19 Existierende Mehrrechner-Datenbanksysteme
Tandem-Rechner verwenden traditionellerweise das Guardian-Betriebssystem, das u.a. sehr effiziente Kommunikationsmechanismen bereitstellt. Daneben wurde eine fehlertolerante Unix-Version realisiert. Beide Betriebssysteme basieren auf einem gemeinsamen Kern, dessen Komponente TMF (Transaction Management Facility) Dienste der Transaktionsverwaltung TP-Monitoren und DBS anbietet. Dazu zählt vor allem die Presumed-Abort-Variante eines verteiltes Zwei-Phasen-Commit-Protokolls. Die Auflösung globaler Deadlocks erfolgt über einen Timeout-Ansatz.
Tandem unterstützt bereits seit Anfang der achtziger Jahre verteilte Datenbanken, zunächst für das satzorientierte System Encompass [Bo81] und seit 1987 für das relationale NonStopSQL [Ta89]. Bei lokaler Verteilung repräsentiert NonStopSQL ein paralleles DBS vom Typ Shared-Nothing.

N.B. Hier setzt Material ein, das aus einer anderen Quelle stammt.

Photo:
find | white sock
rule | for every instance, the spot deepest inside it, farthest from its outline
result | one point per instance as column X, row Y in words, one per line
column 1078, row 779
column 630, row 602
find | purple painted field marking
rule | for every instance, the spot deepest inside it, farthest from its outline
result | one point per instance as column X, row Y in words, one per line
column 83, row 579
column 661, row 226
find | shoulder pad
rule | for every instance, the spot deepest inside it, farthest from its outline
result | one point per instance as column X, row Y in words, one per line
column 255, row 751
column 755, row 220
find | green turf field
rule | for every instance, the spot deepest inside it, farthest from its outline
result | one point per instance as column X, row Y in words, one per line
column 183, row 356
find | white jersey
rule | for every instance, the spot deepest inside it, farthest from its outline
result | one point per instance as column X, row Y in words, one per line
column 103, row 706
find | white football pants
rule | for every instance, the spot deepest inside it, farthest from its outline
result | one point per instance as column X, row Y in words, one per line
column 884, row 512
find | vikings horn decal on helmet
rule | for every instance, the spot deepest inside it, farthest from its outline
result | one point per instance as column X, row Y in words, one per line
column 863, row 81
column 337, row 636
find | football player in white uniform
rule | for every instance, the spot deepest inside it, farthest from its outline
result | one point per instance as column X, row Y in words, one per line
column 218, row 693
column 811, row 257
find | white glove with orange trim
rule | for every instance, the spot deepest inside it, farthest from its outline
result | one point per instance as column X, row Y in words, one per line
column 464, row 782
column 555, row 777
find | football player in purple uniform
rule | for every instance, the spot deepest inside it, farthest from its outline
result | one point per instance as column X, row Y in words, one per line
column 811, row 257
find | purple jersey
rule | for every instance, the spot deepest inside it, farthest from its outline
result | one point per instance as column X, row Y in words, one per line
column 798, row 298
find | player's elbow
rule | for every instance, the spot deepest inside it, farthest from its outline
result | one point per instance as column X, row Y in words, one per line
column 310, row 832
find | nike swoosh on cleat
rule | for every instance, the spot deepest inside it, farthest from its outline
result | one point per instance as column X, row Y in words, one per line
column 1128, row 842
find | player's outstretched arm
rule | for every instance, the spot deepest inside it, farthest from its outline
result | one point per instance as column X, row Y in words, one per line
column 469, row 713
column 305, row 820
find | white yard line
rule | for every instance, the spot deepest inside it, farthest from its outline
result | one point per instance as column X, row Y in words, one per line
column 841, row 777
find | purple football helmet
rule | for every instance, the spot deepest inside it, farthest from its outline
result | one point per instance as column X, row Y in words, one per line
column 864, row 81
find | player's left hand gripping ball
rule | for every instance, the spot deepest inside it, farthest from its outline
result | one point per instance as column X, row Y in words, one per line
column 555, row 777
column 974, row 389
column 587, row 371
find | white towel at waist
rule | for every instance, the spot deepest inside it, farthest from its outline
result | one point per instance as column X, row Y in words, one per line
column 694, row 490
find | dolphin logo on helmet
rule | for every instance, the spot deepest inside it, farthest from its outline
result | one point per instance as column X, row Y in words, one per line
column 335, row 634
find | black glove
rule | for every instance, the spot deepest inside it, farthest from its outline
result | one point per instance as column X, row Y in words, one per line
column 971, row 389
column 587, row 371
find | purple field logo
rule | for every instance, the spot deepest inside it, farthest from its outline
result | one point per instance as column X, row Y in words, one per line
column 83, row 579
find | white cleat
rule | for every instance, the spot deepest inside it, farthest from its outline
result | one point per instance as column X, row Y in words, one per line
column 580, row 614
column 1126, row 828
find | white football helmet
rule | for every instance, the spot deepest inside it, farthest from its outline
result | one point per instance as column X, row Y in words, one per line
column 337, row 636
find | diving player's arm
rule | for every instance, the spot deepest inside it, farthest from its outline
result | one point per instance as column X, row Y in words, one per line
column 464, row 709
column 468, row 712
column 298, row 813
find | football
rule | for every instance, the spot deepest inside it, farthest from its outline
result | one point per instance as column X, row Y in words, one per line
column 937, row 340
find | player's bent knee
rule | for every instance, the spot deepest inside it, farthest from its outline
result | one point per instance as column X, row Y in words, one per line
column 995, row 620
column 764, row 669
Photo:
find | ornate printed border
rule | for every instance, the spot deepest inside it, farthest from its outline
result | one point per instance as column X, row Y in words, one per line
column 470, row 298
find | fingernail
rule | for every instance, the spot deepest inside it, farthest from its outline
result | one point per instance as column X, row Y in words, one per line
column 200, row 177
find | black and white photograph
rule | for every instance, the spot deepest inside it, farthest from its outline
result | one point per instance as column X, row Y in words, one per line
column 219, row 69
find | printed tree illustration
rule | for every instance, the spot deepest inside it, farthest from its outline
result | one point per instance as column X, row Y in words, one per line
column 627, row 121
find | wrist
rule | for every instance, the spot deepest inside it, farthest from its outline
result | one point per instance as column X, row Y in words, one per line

Relationen können horizontal über bis zu 200 Knoten partitioniert werden; für Indexstrukturen (B*-Bäume) erfolgt eine analoge Partitionierung. Zunächst lag der Haupteinsatz von NonStopSQL im Bereich von OLTP-Anwendungen. Durch die in den letzten Versionen erfolgte umfassende Unterstützung von Intra-Query-Parallelität lassen sich jetzt jedoch auch komplexe DB-Anfragen - z.B. zur Entscheidungsunterstützung (decision support) - effizient bearbeiten. Die parallele Join-Verarbeitung kann sowohl über eine dynamische Replikation (Kap. 18.3.1) als auch über eine dynamische Partitionierung (Kap. 18.3.2) der Eingaberelationen erfolgen. Als lokale Join-Methode werden neben Nested-Loop- und Sort-Merge- auch Hash-Joins unterstützt. Hierzu wurde ein speicheradaptives Hash-Join-Verfahren (Kap. 18.3.3) realisiert, das die gleichzeitige Bearbeitung von OLTP-Transaktionen zuläßt [ZG90]. Für Mehr-Wege-Joins werden in NonStopSQL zur Begrenzung des Suchraums ausschließlich rechts-tiefe Operatorbäume (Kap. 18.3.4) berücksichtigt.
Abb. 19-7 zeigt die bei der Ausführung von SQL-Operationen involvierten Systemkomponenten, wenn keine Intra-Query-Parallelität verwendet wird. Dabei werden der SQL-Executor und das SQL-Dateisystem im Prozeß des Anwendungsprogrammes ausgeführt. Daneben besteht für jede DB-Platte ein eigener Disk-Prozeß, der sämtliche Datenzugriffe auf die Platte durchführt sowie für die Puffer- und Sperrverwaltung der betreffenden Daten verantwortlich ist. Der SQL-Executor kontrolliert die Ausführung der vom SQL-Compiler erzeugten Ausführungspläne. Das Dateisystem verwaltet die Dateipartitionen und zerlegt die Operationen einer Relation in Teilanfragen, die auf jeweils einer Partition (Platte) vom zuständigen Disk-Prozeß bearbeitet werden können. Die Disk-Prozesse sind i.a. über verschiedene Rechner verteilt und können relationale Operatoren auf ihren Partitionen auszuführen. Dies ist wesentlich zur Reduzierung des Kommunikationsaufwandes, da durch Ausführung von Selektionen und Projektionen in den Disk-Prozessen nur die relevanten Daten an den Executor zu übertragen sind. Die parallele Query-Verarbeitung erfolgt in mehreren, parallel laufenden Hilfsprozessen (Executor Server Processes), die vom Executor koordiniert werden und ihrerseits mit den Disk-Prozessen unterschiedlicher Partitionen zusammenarbeiten [Ze90, Le91].